Figure 7 shows that the N-H stretches of peptide backbones can be used for characterizing protein structures at aqueous interfaces, which is unprecedented. Because the N-H stretch overlaps with the O-H stretch, the N-H stretch of proteins is often masked by water background in conventional vibrational spectra. However, the N-H stretch along chiral peptide backbones can be detected in chiral SFG spectra, but the O-H stretch of water, which lacks any chiral macroscopic structure, is muted in the chiral SFG spectra. Hence, the chiral N-H stretch of peptide backbones can be detected without interference from the water O-H stretch background. Moreover, specific hydrogen bonds between peptide amide (N-H) and carbonyl (C=O) moieties stabilize secondary structures, where the N-H stretch frequency is sensitive to the local hydrogen-bond environment. Hence, the chiral N-H frequency is expected to be characteristic of protein secondary structures, providing additional vibrational signatures to characterize protein secondary structures at interfaces. Nonetheless, the chiral N-H stretch for different secondary structures may overlap. Figure 7 shows similar peak positions for anti-parallel β-sheet tachyplesin I (3274 cm⁻¹) and α-helical pHLIP (3278 cm⁻¹). Hence, the chiral N-H stretch frequency by itself does not distinguish these two structures. However, β-sheet tachyplesin I shows a chiral amide I SFG signal, while α-helical pHLIP does not display any chiral amide I SFG signal. Thus, our results show that the chiral N-H stretch signal combined with the chiral amide I signal of peptide backbones can be potentially developed as robust optical probes for characterizing protein secondary structures at interfaces.
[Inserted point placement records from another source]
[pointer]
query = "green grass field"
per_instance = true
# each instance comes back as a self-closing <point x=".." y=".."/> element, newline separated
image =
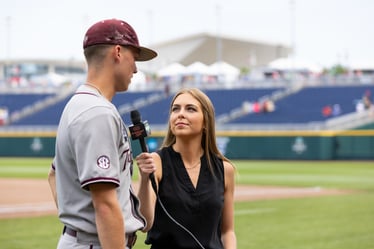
<point x="328" y="222"/>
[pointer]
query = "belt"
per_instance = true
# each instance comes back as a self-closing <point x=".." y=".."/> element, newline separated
<point x="131" y="238"/>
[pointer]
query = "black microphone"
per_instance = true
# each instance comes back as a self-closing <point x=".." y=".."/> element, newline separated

Here, we describe our recent application of chiral SFG to a biomedical problem. We used the SFG vibrational signatures of various secondary structures to study the kinetics of the misfolding of amyloid proteins at membrane surfaces. The misfolding is implicated in various amyloid diseases, including Parkinson’s, Alzheimer’s, and type II diabetes [94,95]. We focused on human islet amyloid polypeptide (hIAPP), which is associated with type II diabetes [96]. In the normal state, hIAPP is secreted by pancreatic β-cells in human body with random-coil structures [91]. In the disease state, hIAPP converts to aggregates in parallel β-sheet structures. Previous biochemical and biophysical studies showed that the aggregation of hIAPP into parallel β-sheet structures is catalyzed by its interactions with membrane surface [95–97]. We probed the aggregation process of hIAPP upon interactions with the negatively charged lipid, DPPG, at the air/water interface. We monitored the chiral N-H stretch and amide I SFG spectra over time. Upon addition of lipids (t = 0), the SFG intensity of the chiral N-H stretch gradually increased to its maximum in 3 hours and then disappeared by 10 h (Figure 9A). In contrast, the intensity of the chiral amide I signal appeared at approximately 4 hours after addition of lipid and increased to maximum by 10 h (Figure 9A). Each measurement was performed in triplicate and the N-H stretch and amide I intensities were plotted as a function of time in Figure 9B. The results show that the N-H stretch signal consistently disappeared prior to accumulation of the amide I signal. The transient N-H signal at 3285 cm⁻¹ corresponds to an α-helical intermediate, while the amide I signal at 1620 cm⁻¹ corresponds to a parallel β-sheet structure. The initial absence of amide I signal and N-H stretch signals reveal that hIAPP is likely unstructured upon adsorption onto the lipid surface. The gradual buildup of the amide I signal and a simultaneous decrease of the N-H chiral signal suggest the conversion of α-helices to parallel β-sheets. We conclude that hIAPP adsorbs at the lipid/aqueous interface as unstructured protein, which then folds into α-helical intermediates, and subsequently converts to parallel β-sheets on the time scale of 10 hours.

This application of chiral SFG to probe aggregation of amyloid proteins at interfaces has illustrated the potential of chiral SFG to address biomedical questions at the molecular level. It is expected that further application of chiral SFG for characterizing protein secondary structures at interfaces can solve problems that have biomedical relevance.